Unlike his father, Tyson was raised in relative affluence in the Cheshire countryside and started conventional boxing relatively late. Nevertheless, he proved a natural fighting man, bagging World Junior bronze, European Junior silver and a senior ABA title while still a teenager.
Every bit as proud and plucky as he is gifted, the 6ft 9in giant is also deeply religious - a dichotomy quite at odds with his brash, foul-mouthed public persona.
Unbeaten in 23 with 17 stoppages, he will challenge for a version of the world title this year and, if he wins, he has the charisma to evolve into a huge crossover star.
1. Tony Sibson
Converted southpaw 'Sibbo' was one of the most vicious left hookers these isles have produced. This was never more evident than when he left ex-world middleweight king Alan Minter in a crumpled heap (wrsc3) in their European title tussle at Wembley Arena in 1981.

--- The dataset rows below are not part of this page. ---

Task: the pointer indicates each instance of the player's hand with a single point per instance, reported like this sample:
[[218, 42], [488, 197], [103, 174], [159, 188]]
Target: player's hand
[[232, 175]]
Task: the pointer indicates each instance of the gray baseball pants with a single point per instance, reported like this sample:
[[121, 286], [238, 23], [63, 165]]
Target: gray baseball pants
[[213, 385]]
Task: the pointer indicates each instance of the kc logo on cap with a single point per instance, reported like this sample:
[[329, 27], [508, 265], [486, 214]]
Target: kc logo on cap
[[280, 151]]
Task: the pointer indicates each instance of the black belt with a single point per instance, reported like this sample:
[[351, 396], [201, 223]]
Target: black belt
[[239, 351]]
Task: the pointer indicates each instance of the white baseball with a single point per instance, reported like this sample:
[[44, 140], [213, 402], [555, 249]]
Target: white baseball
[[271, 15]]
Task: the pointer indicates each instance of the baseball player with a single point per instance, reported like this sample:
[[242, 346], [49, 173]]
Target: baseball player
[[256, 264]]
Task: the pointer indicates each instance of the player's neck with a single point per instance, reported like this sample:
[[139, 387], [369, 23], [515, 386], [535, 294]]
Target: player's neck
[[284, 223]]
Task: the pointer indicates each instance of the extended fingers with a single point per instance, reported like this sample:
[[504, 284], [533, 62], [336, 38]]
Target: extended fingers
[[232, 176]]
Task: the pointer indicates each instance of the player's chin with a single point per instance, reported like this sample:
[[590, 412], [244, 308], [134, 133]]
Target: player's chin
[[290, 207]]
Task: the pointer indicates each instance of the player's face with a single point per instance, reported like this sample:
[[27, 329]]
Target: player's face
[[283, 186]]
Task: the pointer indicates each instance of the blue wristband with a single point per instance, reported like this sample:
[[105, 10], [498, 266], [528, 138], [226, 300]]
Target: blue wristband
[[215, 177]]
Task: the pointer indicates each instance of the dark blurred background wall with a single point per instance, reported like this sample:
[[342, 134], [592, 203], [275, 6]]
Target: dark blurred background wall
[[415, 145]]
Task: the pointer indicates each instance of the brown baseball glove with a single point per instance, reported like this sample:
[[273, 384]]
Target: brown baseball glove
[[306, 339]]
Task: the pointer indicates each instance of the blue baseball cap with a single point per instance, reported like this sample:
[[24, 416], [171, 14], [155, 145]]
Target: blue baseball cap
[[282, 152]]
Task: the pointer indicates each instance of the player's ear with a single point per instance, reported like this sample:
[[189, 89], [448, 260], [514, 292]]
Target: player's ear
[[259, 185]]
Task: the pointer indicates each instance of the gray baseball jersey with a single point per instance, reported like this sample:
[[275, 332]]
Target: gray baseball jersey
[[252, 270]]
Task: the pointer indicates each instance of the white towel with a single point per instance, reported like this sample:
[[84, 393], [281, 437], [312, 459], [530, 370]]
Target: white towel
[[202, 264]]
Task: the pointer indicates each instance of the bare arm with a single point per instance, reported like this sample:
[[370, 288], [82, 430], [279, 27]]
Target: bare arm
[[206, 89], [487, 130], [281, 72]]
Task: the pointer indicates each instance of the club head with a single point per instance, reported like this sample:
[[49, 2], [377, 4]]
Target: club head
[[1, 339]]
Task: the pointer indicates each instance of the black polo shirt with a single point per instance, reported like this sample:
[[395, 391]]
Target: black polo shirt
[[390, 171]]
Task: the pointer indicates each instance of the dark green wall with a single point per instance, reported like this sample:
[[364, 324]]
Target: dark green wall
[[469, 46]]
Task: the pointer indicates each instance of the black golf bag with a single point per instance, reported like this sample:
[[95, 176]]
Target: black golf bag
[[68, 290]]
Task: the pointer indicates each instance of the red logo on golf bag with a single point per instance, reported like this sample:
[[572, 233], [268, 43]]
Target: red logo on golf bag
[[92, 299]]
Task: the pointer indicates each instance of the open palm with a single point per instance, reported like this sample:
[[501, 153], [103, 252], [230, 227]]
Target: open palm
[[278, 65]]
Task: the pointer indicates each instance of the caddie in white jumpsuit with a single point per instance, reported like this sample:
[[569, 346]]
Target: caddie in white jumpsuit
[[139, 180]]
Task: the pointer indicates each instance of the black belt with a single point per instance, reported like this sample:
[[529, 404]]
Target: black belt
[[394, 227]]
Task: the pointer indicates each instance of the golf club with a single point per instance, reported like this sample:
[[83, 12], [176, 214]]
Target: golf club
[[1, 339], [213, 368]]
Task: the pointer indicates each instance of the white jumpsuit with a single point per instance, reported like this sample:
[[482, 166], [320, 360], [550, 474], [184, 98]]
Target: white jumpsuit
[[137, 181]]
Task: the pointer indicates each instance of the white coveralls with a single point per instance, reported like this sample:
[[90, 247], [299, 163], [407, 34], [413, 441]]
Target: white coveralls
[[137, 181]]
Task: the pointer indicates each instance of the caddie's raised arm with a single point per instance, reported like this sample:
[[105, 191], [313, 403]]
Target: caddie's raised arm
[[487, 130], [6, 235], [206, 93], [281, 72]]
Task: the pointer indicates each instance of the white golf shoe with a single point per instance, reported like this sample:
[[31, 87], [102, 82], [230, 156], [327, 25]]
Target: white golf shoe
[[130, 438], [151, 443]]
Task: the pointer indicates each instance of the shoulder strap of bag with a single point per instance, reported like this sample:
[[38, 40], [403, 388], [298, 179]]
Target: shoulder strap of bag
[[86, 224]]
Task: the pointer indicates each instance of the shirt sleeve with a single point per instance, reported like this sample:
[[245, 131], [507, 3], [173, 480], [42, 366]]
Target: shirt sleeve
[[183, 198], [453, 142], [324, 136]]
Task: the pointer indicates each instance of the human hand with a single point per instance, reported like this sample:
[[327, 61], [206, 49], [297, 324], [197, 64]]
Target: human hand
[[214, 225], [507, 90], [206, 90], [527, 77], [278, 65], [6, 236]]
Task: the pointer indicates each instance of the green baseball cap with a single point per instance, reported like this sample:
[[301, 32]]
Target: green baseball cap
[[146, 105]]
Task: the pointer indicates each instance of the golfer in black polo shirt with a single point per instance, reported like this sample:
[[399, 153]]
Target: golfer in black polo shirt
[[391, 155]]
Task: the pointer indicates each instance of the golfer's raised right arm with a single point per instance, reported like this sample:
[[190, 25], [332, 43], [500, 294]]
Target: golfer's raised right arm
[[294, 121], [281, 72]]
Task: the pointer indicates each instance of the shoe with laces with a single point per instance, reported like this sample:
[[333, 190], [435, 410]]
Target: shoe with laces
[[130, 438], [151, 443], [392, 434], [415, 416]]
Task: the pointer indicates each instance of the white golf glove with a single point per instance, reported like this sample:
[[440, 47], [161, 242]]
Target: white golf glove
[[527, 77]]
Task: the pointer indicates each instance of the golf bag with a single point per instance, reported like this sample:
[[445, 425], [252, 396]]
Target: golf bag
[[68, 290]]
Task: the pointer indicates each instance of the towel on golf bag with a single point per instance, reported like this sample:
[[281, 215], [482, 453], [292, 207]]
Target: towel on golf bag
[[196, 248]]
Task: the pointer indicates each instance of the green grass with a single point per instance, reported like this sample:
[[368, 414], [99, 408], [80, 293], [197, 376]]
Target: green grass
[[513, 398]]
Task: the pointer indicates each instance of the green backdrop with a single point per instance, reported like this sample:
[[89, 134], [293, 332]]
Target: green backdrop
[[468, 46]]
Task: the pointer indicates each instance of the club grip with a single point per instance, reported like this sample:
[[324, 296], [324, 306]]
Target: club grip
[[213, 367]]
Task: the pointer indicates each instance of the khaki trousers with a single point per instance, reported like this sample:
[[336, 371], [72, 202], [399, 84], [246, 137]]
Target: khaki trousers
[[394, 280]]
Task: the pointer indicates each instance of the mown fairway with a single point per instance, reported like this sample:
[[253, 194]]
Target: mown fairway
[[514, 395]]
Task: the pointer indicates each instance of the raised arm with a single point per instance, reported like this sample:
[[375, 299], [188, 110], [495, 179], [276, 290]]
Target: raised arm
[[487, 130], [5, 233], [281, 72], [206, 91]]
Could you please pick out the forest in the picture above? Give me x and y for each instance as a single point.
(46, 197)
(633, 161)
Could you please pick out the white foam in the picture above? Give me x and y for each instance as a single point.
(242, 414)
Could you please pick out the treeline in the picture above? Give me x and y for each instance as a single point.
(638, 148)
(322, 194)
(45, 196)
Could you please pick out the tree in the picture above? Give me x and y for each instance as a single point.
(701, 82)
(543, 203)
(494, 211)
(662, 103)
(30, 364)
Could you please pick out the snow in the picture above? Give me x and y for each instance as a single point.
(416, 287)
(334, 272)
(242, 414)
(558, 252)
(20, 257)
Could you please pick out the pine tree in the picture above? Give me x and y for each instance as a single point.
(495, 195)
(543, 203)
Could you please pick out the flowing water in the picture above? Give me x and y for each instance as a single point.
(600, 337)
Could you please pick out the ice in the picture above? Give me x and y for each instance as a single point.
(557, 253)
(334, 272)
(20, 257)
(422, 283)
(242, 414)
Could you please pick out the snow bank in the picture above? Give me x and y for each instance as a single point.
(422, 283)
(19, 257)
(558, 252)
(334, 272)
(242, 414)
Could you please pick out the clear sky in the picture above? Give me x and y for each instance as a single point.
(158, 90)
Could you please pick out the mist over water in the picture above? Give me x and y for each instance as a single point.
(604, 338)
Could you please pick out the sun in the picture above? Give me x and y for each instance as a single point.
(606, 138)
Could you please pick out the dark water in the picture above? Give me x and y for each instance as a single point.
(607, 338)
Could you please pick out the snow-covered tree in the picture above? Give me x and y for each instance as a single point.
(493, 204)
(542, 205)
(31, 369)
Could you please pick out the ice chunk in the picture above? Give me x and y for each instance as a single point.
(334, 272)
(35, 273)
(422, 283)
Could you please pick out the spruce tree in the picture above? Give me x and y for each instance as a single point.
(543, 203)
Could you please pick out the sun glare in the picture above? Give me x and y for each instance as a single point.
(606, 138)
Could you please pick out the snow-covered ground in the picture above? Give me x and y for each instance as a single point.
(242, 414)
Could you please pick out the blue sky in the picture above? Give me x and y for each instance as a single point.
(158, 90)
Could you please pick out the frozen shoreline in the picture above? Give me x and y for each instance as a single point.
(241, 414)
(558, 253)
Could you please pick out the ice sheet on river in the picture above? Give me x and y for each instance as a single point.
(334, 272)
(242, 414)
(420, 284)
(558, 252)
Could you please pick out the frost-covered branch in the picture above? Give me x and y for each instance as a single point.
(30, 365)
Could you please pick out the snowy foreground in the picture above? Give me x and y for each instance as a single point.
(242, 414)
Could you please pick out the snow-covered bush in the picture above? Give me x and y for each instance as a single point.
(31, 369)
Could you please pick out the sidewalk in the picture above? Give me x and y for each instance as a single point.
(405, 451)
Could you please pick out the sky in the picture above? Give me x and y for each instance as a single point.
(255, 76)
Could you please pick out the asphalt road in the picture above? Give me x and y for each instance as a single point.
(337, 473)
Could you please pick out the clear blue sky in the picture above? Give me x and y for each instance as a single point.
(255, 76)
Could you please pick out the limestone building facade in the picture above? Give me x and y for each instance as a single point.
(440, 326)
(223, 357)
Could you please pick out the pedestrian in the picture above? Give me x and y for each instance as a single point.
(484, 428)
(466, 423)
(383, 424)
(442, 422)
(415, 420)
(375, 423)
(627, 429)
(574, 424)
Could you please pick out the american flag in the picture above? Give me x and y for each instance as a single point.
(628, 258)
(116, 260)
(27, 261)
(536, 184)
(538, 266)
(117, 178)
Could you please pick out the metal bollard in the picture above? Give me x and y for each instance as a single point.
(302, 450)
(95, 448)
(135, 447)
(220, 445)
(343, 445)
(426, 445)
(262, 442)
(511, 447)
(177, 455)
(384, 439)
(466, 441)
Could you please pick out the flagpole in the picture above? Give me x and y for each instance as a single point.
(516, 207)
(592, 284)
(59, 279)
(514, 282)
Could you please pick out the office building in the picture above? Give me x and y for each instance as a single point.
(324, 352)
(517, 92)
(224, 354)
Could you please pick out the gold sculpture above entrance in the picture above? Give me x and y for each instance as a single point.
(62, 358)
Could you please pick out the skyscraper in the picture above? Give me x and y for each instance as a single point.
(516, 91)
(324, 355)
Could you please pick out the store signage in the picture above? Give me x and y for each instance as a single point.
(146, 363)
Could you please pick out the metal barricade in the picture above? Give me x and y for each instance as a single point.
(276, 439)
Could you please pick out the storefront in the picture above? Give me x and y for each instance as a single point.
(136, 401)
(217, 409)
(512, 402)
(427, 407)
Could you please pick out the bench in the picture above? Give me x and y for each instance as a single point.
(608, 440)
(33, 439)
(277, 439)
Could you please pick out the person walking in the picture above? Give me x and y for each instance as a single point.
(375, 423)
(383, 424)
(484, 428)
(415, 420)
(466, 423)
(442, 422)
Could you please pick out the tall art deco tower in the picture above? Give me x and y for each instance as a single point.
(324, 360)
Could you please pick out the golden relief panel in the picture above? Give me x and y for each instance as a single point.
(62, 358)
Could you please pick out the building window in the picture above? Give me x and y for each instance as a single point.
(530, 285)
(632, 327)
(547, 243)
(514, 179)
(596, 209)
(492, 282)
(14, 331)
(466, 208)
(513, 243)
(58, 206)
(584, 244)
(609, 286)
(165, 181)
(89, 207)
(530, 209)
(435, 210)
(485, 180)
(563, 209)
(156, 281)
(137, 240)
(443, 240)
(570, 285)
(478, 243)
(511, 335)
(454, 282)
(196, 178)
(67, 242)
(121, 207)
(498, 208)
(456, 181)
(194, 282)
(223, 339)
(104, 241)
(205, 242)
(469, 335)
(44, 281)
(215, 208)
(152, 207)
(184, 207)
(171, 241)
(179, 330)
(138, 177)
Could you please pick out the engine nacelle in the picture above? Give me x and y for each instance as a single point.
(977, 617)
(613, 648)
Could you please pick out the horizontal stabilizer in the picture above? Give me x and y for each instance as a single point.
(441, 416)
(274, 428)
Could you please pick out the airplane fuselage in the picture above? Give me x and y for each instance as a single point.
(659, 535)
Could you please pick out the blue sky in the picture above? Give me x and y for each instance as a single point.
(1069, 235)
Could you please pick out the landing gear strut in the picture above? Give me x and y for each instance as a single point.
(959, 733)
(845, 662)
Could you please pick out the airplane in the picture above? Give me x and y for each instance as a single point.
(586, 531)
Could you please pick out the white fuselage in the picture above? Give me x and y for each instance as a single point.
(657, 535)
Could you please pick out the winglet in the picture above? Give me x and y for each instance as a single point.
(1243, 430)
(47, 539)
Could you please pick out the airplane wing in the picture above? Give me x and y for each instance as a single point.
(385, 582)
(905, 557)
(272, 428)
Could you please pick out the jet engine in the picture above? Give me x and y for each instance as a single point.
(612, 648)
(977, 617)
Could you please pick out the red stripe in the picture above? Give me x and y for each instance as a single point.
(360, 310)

A semi-literate son of a 'wheeler dealer', he was raised in Leicester with horses in his backyard. Just 5ft 8in tall, his formidable strength was honed carrying the hod at 14 and later working in an abattoir, long before he turned pro on his 18th birthday.
As quick as he was powerful, stocky 'Sibbo' won British, Commonwealth and European titles (twice each) and had three world title cracks - at Marvin Hagler, Dennis Andries and Frank Tate. Alas, he was stopped on each occasion.
Nevertheless, he would almost certainly have won a world title and enjoyed a lengthy reign had he operated in today's fragmented climate.
Honourable mention: Gary Cooper, Tony Collins, Mark Baker, PJ Gallagher, Tony Oakey, Matthew Barney, Tony Doherty, Martin Power, Isaac 'Argie' Ward, John O'Donnell, Martin Ward, Brad Pitt!